If you find yourself stuck:

  • Practice empathy. Try seeing the situation from the other person’s point of view.
  • Ask yourself why he or she would behave in such a way. Perhaps you would have reacted similarly if you faced the same situation.
  • Reflect on times you’ve hurt others and on those who’ve forgiven you.
  • Write in a journal, pray, or use guided meditation — or talk with a person you’ve found to be wise and compassionate, such as a spiritual leader, a mental health provider, or an impartial loved one or friend.
  • Be aware that forgiveness is a process, and even small hurts may need to be revisited and forgiven over and over again”

(Source: mayoclinic.org)

There are many more studies out there like this one, you don’t have to look very far at all on Google.

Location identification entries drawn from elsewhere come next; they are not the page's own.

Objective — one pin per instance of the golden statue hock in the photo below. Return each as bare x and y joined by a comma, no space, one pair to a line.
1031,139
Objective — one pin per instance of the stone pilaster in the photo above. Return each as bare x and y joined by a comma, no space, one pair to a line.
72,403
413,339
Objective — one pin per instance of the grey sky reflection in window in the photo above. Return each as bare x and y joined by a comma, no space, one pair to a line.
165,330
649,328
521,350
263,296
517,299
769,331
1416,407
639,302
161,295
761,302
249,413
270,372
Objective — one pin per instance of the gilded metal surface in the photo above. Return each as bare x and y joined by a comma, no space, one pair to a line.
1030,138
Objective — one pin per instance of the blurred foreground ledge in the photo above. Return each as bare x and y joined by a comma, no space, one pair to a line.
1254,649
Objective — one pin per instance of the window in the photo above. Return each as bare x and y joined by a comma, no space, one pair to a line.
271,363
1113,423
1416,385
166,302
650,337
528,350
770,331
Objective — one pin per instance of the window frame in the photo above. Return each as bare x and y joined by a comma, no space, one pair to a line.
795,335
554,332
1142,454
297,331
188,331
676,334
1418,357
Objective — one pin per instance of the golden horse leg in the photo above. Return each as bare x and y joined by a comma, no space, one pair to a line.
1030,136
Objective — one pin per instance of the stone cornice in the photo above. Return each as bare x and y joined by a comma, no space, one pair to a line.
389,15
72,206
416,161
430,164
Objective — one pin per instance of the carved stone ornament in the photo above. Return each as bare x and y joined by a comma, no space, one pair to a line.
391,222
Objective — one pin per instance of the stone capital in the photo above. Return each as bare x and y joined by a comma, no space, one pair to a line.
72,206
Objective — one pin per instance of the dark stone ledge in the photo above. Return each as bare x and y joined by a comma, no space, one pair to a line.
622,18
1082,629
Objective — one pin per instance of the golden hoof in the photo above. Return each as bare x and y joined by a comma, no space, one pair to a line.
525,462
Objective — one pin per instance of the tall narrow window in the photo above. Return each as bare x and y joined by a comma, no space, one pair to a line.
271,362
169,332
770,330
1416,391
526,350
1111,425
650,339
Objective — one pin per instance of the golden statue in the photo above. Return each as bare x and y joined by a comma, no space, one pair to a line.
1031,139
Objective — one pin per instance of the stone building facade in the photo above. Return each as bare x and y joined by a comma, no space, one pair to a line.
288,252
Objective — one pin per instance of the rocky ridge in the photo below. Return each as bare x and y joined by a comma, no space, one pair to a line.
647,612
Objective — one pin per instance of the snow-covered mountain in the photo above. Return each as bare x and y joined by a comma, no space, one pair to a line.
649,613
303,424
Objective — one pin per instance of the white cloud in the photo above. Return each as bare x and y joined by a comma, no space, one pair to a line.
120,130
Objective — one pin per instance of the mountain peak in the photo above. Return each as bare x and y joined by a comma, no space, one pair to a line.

The ill-effects of carrying around bad vibes and sprinkling negativity all over the place don’t sound like much fun at all.

Do you know what does sound like fun?

Letting shit go and simply enjoying life.

Free your soul, because harboring negativity will not solve anything.

Life happens, shit happens, people come and go.

In the grand scheme of things, most of what is bothering you won’t really matter one day.

Don’t let it tear you down.

If you notice negative feelings surfacing- Pause. Take a deep breath, observe these feelings, be with them for a moment, take notice where they may be coming from, and then LET THAT SHIT GO.